Implementation of a direct nonhydrostatic pressure gradient discretisation into a layered ocean model

Abstract

The increasing demand for the investigation of nonhydrostatic effects in ocean modelling requires crucial modifications to models applying the hydrostatic pressure assumption. Within many studies the capability of the pressure-correcting projection method for the inclusion of the missing nonhydrostatic pressure contribution into an existing hydrostatic model kernel was verified. It provides accurate results but also requires computational (and implementational) effort for solving a Poisson equation for the pressure correction.In contrast, some studies were based on an alternative approach that does not require the inversion of a Poisson equation.
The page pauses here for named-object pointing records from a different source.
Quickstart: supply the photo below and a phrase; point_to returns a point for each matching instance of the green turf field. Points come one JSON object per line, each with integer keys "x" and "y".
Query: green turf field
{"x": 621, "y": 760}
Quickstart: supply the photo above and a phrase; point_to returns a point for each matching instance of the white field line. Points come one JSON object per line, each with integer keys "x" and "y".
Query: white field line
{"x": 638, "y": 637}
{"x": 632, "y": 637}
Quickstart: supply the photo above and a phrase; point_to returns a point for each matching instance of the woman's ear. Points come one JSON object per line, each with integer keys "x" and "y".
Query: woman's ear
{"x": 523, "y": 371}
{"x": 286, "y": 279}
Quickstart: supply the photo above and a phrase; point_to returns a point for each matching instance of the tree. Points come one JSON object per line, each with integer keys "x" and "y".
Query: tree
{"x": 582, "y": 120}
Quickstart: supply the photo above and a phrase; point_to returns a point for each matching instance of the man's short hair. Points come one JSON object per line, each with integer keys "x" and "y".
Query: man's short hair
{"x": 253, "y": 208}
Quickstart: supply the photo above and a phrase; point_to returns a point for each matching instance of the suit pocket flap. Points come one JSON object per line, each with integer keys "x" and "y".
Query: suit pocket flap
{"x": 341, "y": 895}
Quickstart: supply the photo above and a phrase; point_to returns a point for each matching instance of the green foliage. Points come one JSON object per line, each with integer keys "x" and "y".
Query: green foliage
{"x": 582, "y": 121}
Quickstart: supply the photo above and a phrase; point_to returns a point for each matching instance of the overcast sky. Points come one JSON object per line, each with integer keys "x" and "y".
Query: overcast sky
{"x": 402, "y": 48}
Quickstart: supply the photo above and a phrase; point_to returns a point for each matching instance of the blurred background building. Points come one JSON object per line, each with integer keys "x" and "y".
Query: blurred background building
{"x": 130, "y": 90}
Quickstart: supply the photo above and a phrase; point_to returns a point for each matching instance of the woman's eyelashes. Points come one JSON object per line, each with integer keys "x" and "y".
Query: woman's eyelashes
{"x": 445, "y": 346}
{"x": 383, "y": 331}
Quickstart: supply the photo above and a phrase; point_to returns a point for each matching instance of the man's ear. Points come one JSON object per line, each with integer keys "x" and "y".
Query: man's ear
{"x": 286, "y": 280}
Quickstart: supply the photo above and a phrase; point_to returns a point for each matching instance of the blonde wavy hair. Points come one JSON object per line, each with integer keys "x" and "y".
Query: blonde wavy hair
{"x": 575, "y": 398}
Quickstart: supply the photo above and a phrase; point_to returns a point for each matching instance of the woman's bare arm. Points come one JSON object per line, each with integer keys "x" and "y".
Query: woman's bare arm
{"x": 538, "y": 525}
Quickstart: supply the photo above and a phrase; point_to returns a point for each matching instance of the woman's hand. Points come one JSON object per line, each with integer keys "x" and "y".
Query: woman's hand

Within this alternative approach the nonhydrostatic pressure contribution is calculated by an explicit vertical integration of the additional nonhydrostatic terms in the balance of vertical momentum. Since ocean models are not intended to replace classical engineering tools and are usually applied to nearly hydrostatic flows, this straight-forward extension of the hydrostatic procedure is an interesting option. However, the feasibility of the alternative approach was not tested within a full 3D explicit mode-splitting model yet. Furthermore, the nonhydrostatic capability of the alternative approach has so far not been validated against well known nonhydrostatic benchmark test cases. In order to assess the potential of the alternative approach for future ocean modelling applications, in the present study these required but still missing investigations are carried out.To demonstrate the necessary modifications to an explicit mode-splitting hydrostatic model kernel, the extension of the General Estuarine Transport Model (GETM) is outlined. The simulation results of laboratory and idealised oceanic test cases are presented and compared to analytical theory, laboratory experiments and other numerical simulations. This validation indicates the nonhydrostatic capability of the extended GETM. However, stability issues limited the efficiency and the applicability of the straight-forward inclusion of nonhydrostatic dynamics.